Which is to say that, whether or not the allegedly well-intentioned reformers of Moms Demand Action and are aware of it, they are flirting with disaster. On the surface, Ann Marie’s grubby little hope that police will eventually “have a run in with one of these clowns” may appear to be less threatening than was Ronald Ritchie’s fatal mendacity. But, if Marie were successful, the end result would likely be the same. There is no kind way of putting this, I’m afraid: Ultimately, what we are seeing on the fringes of the gun-control movement is the suggestion that American citizens be “SWATted” for their choices — that, in the name of a political disagreement, one party calls the cops on another and, under false pretenses, puts them in harm’s way. Is this reconcilable with “common sense” change?

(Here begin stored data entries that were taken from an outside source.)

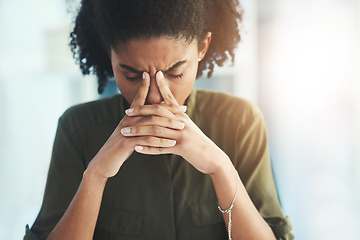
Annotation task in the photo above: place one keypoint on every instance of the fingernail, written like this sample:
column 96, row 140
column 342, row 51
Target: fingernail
column 180, row 124
column 126, row 130
column 130, row 110
column 172, row 142
column 139, row 148
column 182, row 108
column 160, row 75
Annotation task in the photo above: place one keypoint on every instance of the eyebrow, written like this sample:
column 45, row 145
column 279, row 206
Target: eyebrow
column 176, row 65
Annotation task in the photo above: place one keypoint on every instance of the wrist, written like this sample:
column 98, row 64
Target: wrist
column 221, row 163
column 91, row 175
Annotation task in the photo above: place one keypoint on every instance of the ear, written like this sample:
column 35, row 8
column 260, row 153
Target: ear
column 204, row 45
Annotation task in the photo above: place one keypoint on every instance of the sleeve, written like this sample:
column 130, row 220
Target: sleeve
column 252, row 161
column 64, row 177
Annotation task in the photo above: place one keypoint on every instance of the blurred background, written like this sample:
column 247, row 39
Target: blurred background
column 298, row 60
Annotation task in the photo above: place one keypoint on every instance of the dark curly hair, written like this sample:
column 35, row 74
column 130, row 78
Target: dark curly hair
column 103, row 24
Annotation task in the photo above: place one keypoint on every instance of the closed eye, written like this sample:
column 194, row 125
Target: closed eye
column 175, row 76
column 133, row 79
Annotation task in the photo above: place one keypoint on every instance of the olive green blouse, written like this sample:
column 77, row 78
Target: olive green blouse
column 163, row 196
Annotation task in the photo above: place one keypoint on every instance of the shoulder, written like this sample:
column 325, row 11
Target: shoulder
column 223, row 105
column 94, row 113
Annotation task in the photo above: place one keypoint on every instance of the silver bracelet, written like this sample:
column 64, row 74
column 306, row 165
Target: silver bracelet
column 229, row 209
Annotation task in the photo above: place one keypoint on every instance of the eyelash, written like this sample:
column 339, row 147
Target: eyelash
column 139, row 77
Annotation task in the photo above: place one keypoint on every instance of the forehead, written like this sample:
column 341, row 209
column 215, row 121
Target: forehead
column 154, row 54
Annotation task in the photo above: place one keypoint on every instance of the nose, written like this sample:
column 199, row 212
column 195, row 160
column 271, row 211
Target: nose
column 154, row 95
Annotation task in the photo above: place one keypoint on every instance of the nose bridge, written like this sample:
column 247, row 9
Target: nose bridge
column 154, row 95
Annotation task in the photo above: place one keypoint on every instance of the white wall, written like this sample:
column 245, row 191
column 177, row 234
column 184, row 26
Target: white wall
column 309, row 91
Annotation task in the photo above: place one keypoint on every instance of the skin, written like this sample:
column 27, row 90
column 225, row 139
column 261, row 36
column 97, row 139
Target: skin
column 156, row 123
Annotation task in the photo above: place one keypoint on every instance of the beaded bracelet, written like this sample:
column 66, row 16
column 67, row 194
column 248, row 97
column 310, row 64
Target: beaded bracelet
column 229, row 209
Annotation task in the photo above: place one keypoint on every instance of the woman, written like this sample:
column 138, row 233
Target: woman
column 157, row 161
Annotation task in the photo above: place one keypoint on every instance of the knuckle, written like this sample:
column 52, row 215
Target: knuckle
column 148, row 139
column 156, row 129
column 169, row 96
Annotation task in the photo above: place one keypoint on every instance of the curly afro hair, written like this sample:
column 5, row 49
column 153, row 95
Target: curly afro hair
column 103, row 24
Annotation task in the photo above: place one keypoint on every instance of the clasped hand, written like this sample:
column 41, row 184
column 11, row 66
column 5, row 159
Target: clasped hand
column 157, row 129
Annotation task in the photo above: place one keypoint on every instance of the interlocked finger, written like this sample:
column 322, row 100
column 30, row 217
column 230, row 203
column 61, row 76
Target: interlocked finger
column 165, row 90
column 151, row 130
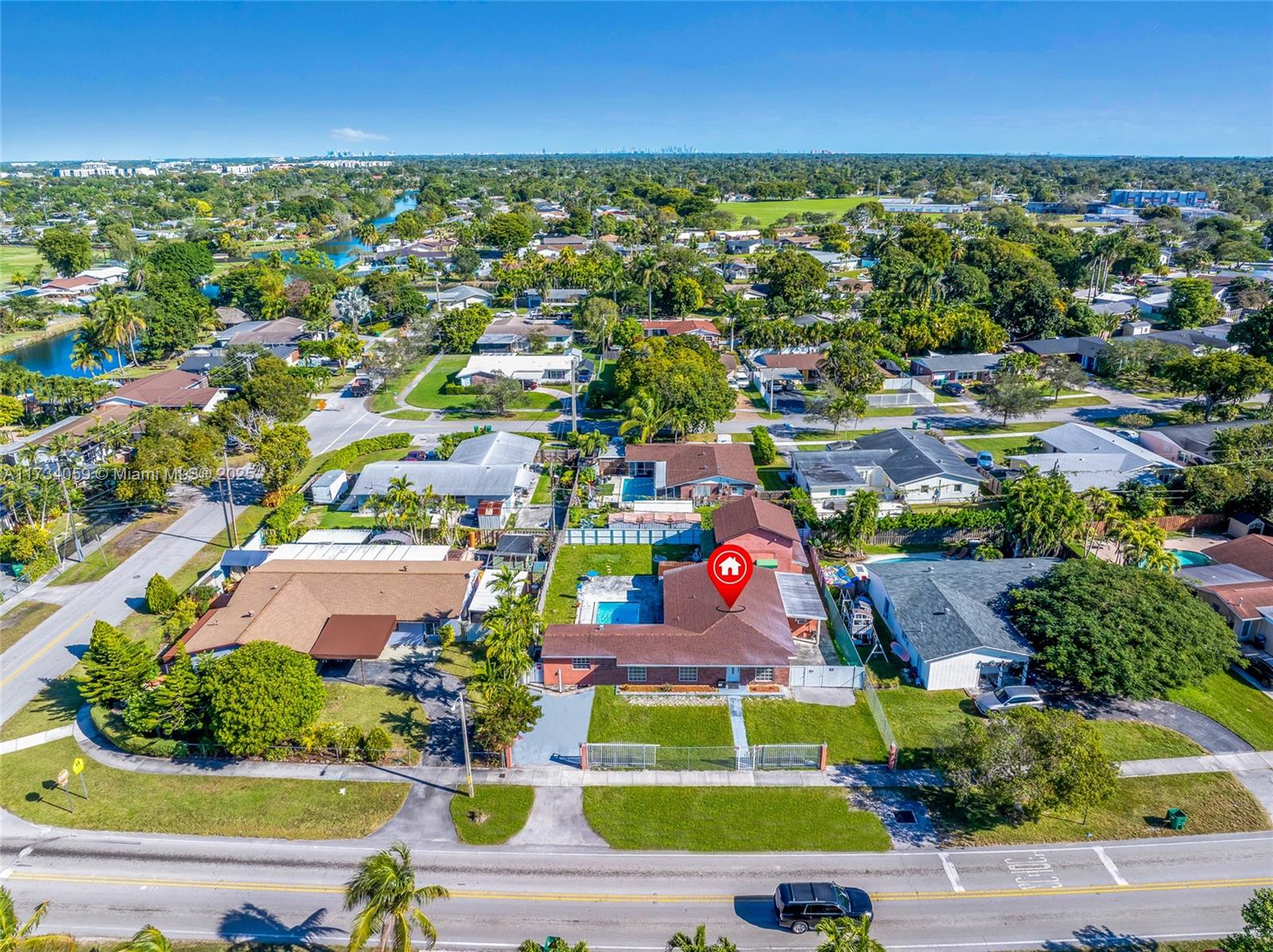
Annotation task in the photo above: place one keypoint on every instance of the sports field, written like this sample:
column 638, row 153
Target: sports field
column 769, row 212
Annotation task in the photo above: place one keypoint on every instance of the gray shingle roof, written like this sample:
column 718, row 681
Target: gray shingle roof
column 950, row 608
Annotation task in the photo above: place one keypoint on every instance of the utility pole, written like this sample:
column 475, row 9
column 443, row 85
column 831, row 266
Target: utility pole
column 229, row 494
column 464, row 733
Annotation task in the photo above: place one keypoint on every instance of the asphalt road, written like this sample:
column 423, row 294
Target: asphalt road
column 54, row 646
column 108, row 884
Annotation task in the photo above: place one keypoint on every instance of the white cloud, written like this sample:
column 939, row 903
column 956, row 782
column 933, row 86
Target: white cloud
column 356, row 135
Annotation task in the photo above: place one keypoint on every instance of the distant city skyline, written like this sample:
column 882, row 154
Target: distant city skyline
column 263, row 80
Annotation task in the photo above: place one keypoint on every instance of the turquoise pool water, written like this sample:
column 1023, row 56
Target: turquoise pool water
column 1185, row 558
column 617, row 614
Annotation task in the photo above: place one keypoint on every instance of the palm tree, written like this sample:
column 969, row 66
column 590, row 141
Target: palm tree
column 16, row 935
column 388, row 901
column 146, row 939
column 846, row 935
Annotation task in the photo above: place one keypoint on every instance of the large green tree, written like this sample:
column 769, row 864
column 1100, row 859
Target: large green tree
column 1119, row 630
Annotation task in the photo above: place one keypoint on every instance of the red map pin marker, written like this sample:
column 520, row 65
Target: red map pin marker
column 730, row 569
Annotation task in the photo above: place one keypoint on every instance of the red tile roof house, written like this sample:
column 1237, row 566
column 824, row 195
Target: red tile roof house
column 699, row 643
column 764, row 530
column 175, row 390
column 694, row 470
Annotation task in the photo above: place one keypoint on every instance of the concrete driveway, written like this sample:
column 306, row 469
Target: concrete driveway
column 558, row 733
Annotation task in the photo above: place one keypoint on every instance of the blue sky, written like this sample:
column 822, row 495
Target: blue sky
column 220, row 80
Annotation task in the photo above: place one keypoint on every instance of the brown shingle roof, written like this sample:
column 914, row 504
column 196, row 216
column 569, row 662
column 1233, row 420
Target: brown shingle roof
column 292, row 601
column 698, row 629
column 749, row 515
column 1252, row 553
column 687, row 462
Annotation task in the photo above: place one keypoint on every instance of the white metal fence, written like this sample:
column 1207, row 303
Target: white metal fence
column 655, row 756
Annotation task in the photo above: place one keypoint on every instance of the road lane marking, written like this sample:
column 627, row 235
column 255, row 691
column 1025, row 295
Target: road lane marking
column 1109, row 865
column 48, row 648
column 952, row 873
column 1253, row 882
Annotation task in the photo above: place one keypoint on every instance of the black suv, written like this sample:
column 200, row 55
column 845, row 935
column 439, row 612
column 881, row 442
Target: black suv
column 800, row 905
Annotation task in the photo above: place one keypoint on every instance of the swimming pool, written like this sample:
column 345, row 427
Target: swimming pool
column 636, row 488
column 617, row 614
column 1185, row 558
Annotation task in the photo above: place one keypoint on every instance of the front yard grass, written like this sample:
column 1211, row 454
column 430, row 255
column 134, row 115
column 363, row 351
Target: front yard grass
column 191, row 805
column 1215, row 803
column 118, row 549
column 850, row 732
column 1136, row 740
column 18, row 623
column 617, row 719
column 730, row 820
column 1226, row 697
column 573, row 561
column 368, row 706
column 493, row 814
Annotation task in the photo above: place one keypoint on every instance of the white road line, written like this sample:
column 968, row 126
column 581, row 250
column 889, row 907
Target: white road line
column 1109, row 865
column 952, row 873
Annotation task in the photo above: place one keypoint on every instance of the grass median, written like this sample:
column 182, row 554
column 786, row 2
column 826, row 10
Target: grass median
column 191, row 805
column 493, row 814
column 731, row 818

“You’re putting the police in a situation where to the best of their knowledge the call is coming from inside the house,” Owens explains. “In the worst case, the perpetrator will say, ‘I’ve killed my wife and kids; come get me if you can.’” In other instances, he will exaggerate or twist the truth to lure authorities into a situation that is not at all as it has been described. In all cases, however, the intention is the same: To harm or to scare the target. Real-world examples abound. Sometimes, as in the cases of conservative activists Erick Erickson and Aaron Worthing, attacks have been contrived by those seeking political or legal revenge. At other times, they have been ordered purely as entertainment. (Earlier this year, a video-gamer who was streaming himself playing Counter Strike was SWATted by a jealous opponent. The incident, which was filmed, makes rough viewing: One moment, the player is enjoying his game; the next, he is being thrown to the ground by armed officers, their guns drawn.)